18. Having regard to an agreement with the observations of the judgment of the Coordinate Bench of this Court delivered in the case of Manoj Kumar & Anr. (supra) and taking into consideration the date of accident, this Court would like to allow Rs.40,000/- each to the appellants who are the parents of the deceased under the conventional head, loss of filial consortium as has also been laid down by the Hon’ble Apex Court in the case of Magma General Insurance Co. Ltd. Vs. Nanu Ram and others , reported in (2018) 18 SCC 130 . 19. Apart from the aforesaid compensation amount, the compensation of Rs.10,000/- for loss of estate and Rs.10,000/- for funeral expenses are also payable. Thus, in total Rs.1 lakh is payable under the conventional head. Thus, the total amount comes to Rs.5,50,000/- and this amount be paid to the appellants after deducting the amount already paid by the non-claimants/respondents.
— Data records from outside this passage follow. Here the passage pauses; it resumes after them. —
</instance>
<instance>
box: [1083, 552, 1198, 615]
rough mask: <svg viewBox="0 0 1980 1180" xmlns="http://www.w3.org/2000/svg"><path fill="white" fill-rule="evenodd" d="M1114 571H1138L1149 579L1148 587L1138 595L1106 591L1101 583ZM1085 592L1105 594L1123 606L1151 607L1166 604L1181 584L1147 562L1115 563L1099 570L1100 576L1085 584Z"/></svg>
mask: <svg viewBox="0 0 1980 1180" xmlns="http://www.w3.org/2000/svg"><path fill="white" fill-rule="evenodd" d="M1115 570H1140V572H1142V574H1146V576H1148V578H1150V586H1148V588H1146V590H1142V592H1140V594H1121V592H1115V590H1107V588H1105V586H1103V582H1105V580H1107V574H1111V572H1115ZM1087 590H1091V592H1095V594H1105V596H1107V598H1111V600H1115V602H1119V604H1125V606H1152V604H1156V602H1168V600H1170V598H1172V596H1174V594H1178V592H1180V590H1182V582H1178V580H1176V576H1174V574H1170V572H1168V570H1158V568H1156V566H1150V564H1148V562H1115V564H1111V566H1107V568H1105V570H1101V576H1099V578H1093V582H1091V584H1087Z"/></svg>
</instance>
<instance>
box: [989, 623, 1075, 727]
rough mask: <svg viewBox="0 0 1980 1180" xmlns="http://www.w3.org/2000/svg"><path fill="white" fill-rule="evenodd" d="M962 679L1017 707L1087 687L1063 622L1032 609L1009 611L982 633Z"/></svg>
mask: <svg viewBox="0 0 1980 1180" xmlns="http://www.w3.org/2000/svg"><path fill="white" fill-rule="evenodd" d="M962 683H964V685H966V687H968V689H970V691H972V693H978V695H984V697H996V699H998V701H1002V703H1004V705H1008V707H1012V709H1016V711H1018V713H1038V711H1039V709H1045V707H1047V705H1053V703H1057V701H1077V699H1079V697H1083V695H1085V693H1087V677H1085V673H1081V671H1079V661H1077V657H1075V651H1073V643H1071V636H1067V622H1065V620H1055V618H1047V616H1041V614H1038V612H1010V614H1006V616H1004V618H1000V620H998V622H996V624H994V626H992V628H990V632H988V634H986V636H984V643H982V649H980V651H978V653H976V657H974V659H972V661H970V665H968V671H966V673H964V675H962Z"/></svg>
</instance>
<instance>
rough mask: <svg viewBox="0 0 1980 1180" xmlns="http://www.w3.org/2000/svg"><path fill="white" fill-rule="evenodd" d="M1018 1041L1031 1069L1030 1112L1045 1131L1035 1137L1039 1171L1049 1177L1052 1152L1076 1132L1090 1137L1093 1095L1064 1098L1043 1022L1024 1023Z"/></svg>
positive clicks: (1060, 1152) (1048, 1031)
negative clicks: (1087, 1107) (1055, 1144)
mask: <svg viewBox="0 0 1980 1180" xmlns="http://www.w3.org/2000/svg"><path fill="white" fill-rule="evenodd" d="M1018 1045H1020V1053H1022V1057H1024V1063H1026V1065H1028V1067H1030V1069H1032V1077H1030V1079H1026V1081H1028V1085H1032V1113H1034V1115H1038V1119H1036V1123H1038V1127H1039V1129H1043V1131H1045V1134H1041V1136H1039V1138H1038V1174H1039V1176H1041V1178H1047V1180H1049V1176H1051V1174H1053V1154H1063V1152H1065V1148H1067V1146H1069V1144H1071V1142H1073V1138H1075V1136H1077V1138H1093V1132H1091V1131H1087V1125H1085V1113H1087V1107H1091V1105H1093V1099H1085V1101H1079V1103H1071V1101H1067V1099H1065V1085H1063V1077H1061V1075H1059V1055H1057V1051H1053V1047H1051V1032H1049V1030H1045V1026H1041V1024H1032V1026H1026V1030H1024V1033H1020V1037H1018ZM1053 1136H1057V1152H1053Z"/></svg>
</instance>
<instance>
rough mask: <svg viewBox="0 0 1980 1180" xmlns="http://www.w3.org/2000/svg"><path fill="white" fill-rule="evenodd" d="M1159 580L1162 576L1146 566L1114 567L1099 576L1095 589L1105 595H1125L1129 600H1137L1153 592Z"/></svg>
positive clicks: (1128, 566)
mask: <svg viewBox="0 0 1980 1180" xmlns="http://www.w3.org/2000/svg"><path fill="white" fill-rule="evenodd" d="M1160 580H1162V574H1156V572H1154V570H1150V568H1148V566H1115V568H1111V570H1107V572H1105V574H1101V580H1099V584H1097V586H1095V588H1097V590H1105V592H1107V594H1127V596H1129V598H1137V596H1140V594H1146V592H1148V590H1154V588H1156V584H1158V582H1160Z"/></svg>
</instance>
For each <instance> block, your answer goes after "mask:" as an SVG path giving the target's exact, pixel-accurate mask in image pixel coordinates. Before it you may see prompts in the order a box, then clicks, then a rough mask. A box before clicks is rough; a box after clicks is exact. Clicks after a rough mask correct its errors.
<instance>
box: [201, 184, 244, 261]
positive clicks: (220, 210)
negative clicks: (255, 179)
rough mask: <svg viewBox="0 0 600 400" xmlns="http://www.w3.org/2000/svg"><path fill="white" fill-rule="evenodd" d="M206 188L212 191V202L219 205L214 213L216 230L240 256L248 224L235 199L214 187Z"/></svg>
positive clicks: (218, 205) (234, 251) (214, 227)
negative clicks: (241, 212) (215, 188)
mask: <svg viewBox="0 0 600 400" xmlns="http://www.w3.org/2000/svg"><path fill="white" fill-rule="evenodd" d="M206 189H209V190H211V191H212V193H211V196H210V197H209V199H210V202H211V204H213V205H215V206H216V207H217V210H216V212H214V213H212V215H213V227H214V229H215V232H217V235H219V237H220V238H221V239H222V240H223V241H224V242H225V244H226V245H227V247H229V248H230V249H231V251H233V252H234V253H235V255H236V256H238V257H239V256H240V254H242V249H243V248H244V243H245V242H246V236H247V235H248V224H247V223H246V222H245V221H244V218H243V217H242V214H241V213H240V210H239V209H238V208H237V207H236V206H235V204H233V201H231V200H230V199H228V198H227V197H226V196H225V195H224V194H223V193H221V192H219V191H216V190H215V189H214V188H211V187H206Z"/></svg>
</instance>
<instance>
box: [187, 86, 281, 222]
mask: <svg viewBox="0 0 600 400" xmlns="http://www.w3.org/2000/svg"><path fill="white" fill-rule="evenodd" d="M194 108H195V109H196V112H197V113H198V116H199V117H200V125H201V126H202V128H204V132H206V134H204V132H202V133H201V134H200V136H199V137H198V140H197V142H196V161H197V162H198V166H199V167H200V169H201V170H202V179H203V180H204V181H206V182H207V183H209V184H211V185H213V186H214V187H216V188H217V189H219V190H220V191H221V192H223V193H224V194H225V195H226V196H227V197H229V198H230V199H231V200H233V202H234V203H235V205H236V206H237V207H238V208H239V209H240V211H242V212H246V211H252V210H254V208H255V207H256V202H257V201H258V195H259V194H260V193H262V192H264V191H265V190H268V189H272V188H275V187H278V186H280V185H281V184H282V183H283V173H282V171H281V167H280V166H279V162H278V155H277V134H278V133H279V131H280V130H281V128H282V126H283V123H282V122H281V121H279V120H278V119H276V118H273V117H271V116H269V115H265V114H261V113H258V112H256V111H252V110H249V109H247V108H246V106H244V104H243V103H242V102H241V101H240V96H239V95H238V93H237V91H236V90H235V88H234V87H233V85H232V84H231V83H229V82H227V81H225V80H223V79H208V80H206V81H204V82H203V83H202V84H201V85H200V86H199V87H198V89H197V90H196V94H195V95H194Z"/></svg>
The appellants would also be entitled for interest on this enhanced amount in the same terms as has been allowed by the Claims Tribunal with the interest of 9% per annum. 20. As a result, this misc. appeal is partly allowed, as above. 21. Pending application/s, if any, also stand disposed of. 22. The Registry is directed to send back the record of the case to the concerned Tribunal forthwith.